Hier stinkt was: Die Schattenseiten des Irischen Whiskey-Wunders


Kaum ein Bereich der Getränke-Industrie wächst derzeit so rasant wie Irischer Whiskey. Die sogenannte Irische Whiskey-Renaissance hat unzählige neue Brennereien und Marken hervorgebracht. Doch wo viel Licht ist, ist auch viel Schatten. Wühlen wir doch mal ein bisschen in den dunkleren Ecken herum....

Graphik: BordBia.ie

Irischer Whiskey ist derzeit der am schnellsten wachsende Spirituosen-Bereich weltweit. Die Zahlen, die von der staatlichen Agentur Bord Bia für 2016 vorgelegt wurden, waren eindrucksvoll: Whiskey machte im vergangenen Jahr  36% aller  irischen Getränke-Exporte aus, und wies eine Wachstumsrate von 8% auf. Mit einem derzeitigen Wert von 505 Millionen Euro ist dieses Segment ein wichtiger Export-Zweig geworden.

Innerhalb von nur 10 Jahren hat die Irische Whisky-Industrie ein Wachstum von über 300% erlebt. Doch was hat diesen Boom eigentlich ausgelöst? Und wo kommt der ganze Whiskey her, der uns derzeit aus Irland in immer größeren Mengen erreicht? Ist die Vielzahl tatsächlich so groß, wie die vielen Namen vermuten lassen?

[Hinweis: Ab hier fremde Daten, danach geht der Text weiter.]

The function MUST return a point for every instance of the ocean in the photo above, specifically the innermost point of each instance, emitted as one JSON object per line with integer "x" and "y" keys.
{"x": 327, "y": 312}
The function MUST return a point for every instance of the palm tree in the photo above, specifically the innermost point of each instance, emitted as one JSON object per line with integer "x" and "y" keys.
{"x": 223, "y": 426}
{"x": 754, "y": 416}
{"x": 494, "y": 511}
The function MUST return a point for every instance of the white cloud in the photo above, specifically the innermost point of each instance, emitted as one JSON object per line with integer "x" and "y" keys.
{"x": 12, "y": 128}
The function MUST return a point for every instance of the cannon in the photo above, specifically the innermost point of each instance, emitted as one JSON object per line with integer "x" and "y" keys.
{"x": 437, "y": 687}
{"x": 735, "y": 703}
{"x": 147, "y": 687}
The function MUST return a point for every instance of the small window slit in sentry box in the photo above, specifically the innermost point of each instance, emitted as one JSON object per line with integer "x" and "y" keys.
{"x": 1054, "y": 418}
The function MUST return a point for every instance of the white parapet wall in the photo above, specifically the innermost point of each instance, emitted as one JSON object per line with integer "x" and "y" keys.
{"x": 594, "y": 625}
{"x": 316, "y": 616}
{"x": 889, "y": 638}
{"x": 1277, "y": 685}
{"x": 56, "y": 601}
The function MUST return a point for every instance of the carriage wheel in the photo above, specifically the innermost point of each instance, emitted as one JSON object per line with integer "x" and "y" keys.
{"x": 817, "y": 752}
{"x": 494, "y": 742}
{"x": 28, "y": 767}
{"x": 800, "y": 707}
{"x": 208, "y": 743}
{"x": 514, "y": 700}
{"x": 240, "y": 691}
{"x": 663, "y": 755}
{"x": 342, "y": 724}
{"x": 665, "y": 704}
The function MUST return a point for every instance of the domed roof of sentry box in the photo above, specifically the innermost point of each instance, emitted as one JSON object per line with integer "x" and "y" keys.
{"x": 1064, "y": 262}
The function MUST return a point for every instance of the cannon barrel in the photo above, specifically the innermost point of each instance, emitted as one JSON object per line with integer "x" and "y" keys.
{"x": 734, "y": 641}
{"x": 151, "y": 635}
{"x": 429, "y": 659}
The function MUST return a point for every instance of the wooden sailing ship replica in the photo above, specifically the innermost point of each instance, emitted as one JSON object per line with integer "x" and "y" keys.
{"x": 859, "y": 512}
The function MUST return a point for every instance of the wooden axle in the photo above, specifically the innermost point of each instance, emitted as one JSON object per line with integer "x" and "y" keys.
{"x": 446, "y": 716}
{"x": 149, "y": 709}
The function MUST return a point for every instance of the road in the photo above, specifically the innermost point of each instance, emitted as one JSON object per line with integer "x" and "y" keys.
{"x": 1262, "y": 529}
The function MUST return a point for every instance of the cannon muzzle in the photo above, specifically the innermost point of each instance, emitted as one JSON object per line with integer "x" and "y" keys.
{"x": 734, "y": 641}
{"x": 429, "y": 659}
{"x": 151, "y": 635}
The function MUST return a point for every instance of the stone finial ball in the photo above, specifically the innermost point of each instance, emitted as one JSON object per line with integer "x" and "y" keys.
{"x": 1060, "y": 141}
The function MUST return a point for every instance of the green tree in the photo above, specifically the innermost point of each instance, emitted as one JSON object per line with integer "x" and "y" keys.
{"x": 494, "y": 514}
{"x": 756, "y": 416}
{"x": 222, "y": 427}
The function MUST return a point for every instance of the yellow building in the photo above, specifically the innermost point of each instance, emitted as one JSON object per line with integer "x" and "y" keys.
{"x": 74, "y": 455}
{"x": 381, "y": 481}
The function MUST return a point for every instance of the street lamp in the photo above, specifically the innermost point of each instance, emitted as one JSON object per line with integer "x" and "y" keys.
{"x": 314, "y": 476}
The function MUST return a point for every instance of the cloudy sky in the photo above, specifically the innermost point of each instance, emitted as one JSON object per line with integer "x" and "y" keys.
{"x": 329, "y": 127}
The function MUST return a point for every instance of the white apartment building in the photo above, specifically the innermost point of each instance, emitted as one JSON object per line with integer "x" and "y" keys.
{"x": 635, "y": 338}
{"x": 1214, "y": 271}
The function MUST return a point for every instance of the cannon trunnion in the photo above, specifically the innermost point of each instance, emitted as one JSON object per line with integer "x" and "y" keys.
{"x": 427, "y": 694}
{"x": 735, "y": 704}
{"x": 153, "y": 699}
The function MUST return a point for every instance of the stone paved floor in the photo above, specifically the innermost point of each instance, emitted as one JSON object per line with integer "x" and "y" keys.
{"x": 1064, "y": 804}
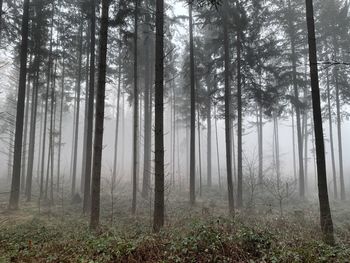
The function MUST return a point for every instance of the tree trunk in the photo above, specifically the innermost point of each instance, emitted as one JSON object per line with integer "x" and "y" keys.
{"x": 297, "y": 110}
{"x": 209, "y": 179}
{"x": 228, "y": 114}
{"x": 158, "y": 219}
{"x": 77, "y": 117}
{"x": 217, "y": 147}
{"x": 31, "y": 149}
{"x": 239, "y": 122}
{"x": 88, "y": 157}
{"x": 99, "y": 122}
{"x": 114, "y": 172}
{"x": 136, "y": 113}
{"x": 148, "y": 113}
{"x": 86, "y": 106}
{"x": 16, "y": 170}
{"x": 193, "y": 114}
{"x": 325, "y": 212}
{"x": 331, "y": 136}
{"x": 60, "y": 125}
{"x": 340, "y": 143}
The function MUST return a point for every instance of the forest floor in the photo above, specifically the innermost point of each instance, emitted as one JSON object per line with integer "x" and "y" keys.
{"x": 204, "y": 233}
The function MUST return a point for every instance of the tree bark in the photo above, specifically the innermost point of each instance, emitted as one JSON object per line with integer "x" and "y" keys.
{"x": 193, "y": 114}
{"x": 228, "y": 114}
{"x": 158, "y": 218}
{"x": 329, "y": 107}
{"x": 325, "y": 212}
{"x": 136, "y": 114}
{"x": 99, "y": 122}
{"x": 16, "y": 170}
{"x": 88, "y": 157}
{"x": 77, "y": 116}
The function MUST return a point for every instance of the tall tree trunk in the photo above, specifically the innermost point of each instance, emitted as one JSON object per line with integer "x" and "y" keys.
{"x": 261, "y": 144}
{"x": 340, "y": 143}
{"x": 199, "y": 152}
{"x": 228, "y": 113}
{"x": 297, "y": 109}
{"x": 31, "y": 150}
{"x": 158, "y": 219}
{"x": 217, "y": 147}
{"x": 86, "y": 106}
{"x": 114, "y": 172}
{"x": 293, "y": 142}
{"x": 16, "y": 170}
{"x": 329, "y": 107}
{"x": 148, "y": 113}
{"x": 77, "y": 117}
{"x": 60, "y": 125}
{"x": 99, "y": 122}
{"x": 48, "y": 81}
{"x": 239, "y": 122}
{"x": 24, "y": 147}
{"x": 193, "y": 114}
{"x": 209, "y": 179}
{"x": 325, "y": 212}
{"x": 136, "y": 113}
{"x": 88, "y": 157}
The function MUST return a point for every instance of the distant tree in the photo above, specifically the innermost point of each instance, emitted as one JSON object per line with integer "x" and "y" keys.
{"x": 325, "y": 212}
{"x": 16, "y": 172}
{"x": 99, "y": 119}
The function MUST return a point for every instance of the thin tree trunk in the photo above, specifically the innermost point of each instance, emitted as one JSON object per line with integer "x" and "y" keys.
{"x": 217, "y": 147}
{"x": 158, "y": 219}
{"x": 114, "y": 172}
{"x": 209, "y": 177}
{"x": 227, "y": 114}
{"x": 340, "y": 143}
{"x": 86, "y": 106}
{"x": 193, "y": 114}
{"x": 24, "y": 148}
{"x": 331, "y": 136}
{"x": 297, "y": 110}
{"x": 31, "y": 150}
{"x": 16, "y": 170}
{"x": 60, "y": 125}
{"x": 136, "y": 113}
{"x": 100, "y": 105}
{"x": 239, "y": 123}
{"x": 90, "y": 113}
{"x": 325, "y": 212}
{"x": 77, "y": 117}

Die wunderschönen Label auf so mancher Abfüllung verraten leider selten die Wahrheit.

Jahrzehnte langes Monopol


Die Iren berufen sich gerne auf ihre alte Whiskey-Tradition, wenn es um das Marketing ihrer neuen Produkte geht. Im 18. und 19. Jahrhundert gab es Hunderte von Brennereien im Land. Doch das ist lange her. Die amerikanische Prohibition, zwei Weltkriege, der Unabhängigkeitskampf und der Verlust der britischen Exportmärkte einerseits und eine verfehlte Steuerpolitik der neuen irischen Regierung andererseits führten in der ersten Hälfte des 20. Jahrhunderts zu einem dramatischen Zusammenbruch der irischen Whiskey-Industrie.

1966 waren in der Republik Irland von den einstmals unzähligen Brennereien nur noch die Cork Distilleries Company, John Jameson & Son und John Power & Sons übriggeblieben, die sich zu Irish Distillers zusammenschlossen und ihre gemeinsame Brennerei nach Midleton verlegten. 1972 wurde auch die nordirische Bushmills von Irish Distillers Company übernommen, und die gesamte Whiskey-Produktion in Irland war nun in einer Hand.

Diese Monopol-Stellung hatte gravierende Folgen für die gesamte Branche: Unabhängige Abfüller und weiterverarbeitende Produzenten wurden immer seltener beliefert, und eine reich verzweigte Whiskey-Industrie, wie wir sie aus Schottland kennen und wie sie in Irland einstmals existiert hatte, gab es am Ende nicht mehr. Whiskey, der uns in jenen Jahren aus Irland erreichte, war vor allem eins: preiswert und monopol-gesteuert. Die Übernahme von Irish Distillers durch den internationalen Konzern Pernod Ricard verschärfte die Situation nur noch.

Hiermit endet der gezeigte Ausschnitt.